Kaplan-Meier analysis showed that the probability of reaching an EDSS score of 3 or 4 was significantly influenced by the presence of IgMOB (p < 0.01 and p < 0.01, log-rank test) and by the symptoms at onset (p = 0.04 and p = 0.03, log-rank test). These results were confirmed at multivariate analysis (Cox model). Univariate logistic analysis showed that IgMOB presence predicted a severe MS course (OR = 9.33, CI = 2.92– 29.88), whereas sensory symptoms at onset predicted a benign MS course (OR = 0.12, CI = 0.02–0.56). Using multivariate logistic regression the factors found to be significant were: presence/absence of IgMOB (p < 0.01), onset with sensory (p < 0.01) and pyramidal symptoms (p = 0.01), and first inter-attack interval (p = 0.03). The individual probability of a severe evolution was thus estimated by a simple formula comprising clinical and biological markers of prognosis available at diagnosis (pyramidal and sensory symptoms, months to the 2nd episode, and IgMOB presence/absence), giving the probability of developing a severe MS course.
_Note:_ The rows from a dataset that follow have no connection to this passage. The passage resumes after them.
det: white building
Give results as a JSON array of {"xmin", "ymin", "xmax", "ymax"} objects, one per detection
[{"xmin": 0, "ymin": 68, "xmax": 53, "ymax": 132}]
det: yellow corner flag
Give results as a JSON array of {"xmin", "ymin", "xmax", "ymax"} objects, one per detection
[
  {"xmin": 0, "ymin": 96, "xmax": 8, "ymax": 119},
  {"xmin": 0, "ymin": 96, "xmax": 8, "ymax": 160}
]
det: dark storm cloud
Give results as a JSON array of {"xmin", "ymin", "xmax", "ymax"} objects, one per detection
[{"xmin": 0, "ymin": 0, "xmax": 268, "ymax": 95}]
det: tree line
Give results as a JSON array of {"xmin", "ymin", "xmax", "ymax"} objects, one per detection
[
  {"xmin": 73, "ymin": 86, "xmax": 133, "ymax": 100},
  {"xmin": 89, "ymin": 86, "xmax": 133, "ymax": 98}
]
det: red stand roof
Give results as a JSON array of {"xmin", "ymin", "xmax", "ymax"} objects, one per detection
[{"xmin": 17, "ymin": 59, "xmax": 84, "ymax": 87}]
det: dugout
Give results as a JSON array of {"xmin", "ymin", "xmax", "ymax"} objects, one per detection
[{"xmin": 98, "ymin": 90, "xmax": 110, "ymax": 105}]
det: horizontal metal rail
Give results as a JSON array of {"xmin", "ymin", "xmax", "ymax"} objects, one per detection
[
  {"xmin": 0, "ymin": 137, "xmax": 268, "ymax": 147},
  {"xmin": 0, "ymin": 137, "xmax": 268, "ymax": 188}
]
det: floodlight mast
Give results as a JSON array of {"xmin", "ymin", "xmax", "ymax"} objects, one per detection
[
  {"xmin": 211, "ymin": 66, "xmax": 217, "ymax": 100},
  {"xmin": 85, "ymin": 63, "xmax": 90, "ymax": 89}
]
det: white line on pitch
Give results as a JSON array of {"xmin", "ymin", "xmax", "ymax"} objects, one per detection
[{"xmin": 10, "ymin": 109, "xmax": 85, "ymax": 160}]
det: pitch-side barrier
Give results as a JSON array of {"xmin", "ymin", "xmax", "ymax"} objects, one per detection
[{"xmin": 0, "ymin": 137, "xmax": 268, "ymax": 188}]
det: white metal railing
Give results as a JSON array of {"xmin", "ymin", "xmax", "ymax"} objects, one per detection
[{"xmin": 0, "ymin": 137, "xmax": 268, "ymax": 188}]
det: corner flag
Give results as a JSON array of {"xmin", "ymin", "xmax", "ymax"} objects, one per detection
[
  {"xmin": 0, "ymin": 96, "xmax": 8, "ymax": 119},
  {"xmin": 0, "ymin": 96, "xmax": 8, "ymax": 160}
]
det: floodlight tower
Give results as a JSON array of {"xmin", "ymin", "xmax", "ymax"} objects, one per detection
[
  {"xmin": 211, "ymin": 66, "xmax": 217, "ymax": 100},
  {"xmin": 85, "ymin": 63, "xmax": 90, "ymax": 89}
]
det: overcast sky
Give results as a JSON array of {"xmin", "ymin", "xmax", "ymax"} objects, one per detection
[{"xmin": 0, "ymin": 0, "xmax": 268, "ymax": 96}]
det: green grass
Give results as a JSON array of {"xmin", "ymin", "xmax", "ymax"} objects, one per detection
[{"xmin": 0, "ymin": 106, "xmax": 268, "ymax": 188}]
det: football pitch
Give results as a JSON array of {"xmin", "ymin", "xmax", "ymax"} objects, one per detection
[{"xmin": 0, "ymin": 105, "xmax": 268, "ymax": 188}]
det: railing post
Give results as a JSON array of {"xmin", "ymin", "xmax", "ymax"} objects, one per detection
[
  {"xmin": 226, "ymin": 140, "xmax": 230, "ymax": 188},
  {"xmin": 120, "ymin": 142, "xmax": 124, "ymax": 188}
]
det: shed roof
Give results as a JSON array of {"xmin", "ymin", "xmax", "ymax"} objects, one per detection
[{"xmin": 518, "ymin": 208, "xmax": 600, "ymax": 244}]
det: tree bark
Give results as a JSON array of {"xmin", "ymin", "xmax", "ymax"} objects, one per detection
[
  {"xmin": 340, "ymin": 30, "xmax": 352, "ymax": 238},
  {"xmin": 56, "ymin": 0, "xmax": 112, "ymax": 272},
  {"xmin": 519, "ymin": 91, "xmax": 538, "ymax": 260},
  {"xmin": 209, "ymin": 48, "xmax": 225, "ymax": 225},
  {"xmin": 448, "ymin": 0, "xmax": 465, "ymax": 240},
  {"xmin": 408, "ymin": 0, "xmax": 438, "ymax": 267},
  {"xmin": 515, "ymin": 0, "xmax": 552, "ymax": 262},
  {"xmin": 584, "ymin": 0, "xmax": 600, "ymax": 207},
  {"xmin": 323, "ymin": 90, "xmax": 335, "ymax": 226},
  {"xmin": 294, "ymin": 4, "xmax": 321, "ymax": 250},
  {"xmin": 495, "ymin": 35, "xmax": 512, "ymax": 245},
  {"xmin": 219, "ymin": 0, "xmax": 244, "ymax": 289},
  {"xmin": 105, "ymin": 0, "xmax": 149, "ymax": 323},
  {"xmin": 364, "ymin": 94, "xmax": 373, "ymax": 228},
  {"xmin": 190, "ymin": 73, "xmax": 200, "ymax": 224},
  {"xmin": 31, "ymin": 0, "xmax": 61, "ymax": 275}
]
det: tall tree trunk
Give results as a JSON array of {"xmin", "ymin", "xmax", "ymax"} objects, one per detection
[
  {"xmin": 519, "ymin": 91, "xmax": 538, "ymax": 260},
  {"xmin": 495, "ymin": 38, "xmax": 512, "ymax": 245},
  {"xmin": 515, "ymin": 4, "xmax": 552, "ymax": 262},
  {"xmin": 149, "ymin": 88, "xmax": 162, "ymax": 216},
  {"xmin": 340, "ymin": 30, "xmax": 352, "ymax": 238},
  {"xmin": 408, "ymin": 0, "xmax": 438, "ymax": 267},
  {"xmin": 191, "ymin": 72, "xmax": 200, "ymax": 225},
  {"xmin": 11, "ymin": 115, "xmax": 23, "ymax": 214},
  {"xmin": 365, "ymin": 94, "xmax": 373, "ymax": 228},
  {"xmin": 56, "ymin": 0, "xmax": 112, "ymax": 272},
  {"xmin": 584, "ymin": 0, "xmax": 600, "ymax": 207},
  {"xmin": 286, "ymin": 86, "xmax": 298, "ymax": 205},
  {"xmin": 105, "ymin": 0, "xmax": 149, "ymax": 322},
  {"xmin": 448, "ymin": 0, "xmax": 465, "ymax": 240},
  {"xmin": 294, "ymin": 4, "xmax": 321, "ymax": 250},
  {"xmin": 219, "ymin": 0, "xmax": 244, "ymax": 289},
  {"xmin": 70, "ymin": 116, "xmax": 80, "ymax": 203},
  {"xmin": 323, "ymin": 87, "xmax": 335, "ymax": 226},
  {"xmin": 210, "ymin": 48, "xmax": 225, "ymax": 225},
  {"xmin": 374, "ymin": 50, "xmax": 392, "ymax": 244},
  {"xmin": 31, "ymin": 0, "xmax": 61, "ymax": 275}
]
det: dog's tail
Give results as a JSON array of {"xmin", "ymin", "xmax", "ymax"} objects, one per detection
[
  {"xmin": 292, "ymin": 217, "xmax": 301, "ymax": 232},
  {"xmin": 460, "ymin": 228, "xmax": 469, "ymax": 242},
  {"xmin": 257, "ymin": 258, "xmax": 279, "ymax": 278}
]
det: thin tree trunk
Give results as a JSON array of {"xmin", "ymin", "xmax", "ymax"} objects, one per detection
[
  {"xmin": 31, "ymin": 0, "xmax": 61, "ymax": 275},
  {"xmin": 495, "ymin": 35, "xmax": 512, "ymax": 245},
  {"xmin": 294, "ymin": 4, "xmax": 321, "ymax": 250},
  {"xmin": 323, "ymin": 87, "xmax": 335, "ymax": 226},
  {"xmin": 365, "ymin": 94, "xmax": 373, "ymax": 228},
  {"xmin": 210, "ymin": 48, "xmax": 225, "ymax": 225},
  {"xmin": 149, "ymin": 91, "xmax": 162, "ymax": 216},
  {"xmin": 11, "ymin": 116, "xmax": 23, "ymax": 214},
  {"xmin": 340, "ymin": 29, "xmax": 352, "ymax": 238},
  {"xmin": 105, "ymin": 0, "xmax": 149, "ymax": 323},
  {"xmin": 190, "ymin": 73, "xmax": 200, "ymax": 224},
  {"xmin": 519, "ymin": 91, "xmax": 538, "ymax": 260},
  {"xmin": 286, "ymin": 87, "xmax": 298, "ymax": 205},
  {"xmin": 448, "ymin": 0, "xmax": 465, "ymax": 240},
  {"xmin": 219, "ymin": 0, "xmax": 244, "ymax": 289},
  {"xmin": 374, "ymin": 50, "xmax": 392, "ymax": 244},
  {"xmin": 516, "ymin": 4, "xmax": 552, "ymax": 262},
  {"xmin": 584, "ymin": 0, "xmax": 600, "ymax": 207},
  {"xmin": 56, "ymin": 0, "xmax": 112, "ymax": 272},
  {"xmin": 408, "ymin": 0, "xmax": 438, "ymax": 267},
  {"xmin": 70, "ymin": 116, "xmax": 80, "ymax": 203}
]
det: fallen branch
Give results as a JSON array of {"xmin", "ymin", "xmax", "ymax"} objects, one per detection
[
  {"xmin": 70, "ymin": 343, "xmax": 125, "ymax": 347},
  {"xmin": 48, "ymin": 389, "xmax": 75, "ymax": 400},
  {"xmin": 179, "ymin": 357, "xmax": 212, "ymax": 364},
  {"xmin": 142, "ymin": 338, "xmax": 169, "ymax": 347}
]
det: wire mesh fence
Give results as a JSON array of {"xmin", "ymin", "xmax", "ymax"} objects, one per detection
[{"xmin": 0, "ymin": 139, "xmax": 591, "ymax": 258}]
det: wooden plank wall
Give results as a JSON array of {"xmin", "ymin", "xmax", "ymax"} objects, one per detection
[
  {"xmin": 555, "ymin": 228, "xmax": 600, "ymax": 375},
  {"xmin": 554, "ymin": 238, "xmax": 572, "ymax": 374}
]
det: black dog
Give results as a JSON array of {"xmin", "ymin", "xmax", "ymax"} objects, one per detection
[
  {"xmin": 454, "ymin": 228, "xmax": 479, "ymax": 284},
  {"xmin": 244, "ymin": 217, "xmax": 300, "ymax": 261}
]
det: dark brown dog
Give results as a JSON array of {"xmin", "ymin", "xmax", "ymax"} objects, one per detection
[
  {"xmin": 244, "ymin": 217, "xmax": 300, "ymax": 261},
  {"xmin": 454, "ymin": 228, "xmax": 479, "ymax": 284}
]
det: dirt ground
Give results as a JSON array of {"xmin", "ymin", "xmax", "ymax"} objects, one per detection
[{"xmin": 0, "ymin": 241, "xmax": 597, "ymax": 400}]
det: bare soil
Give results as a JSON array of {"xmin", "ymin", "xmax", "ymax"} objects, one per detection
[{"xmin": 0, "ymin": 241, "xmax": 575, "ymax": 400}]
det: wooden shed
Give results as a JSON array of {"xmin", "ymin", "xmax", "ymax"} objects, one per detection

Applied to the same patient cohort this formula showed a global error of 6/64 (9.37 %). We then used another independent series of 65 RRMS patients to validate this model. In this second patient cohort, 4/45 BMS and 4/20 SMS patients were found to have been incorrectly classified (based on the formula), with a global error of 8/65 (12.31 %).

Conclusion

For the first time we created a MPI, using clinical and biological markers to predict the clinical course of MS at diagnosis. This index can support the clinician in patient counselling, therapeutic choices, as well as in patient selection criteria for clinical trials.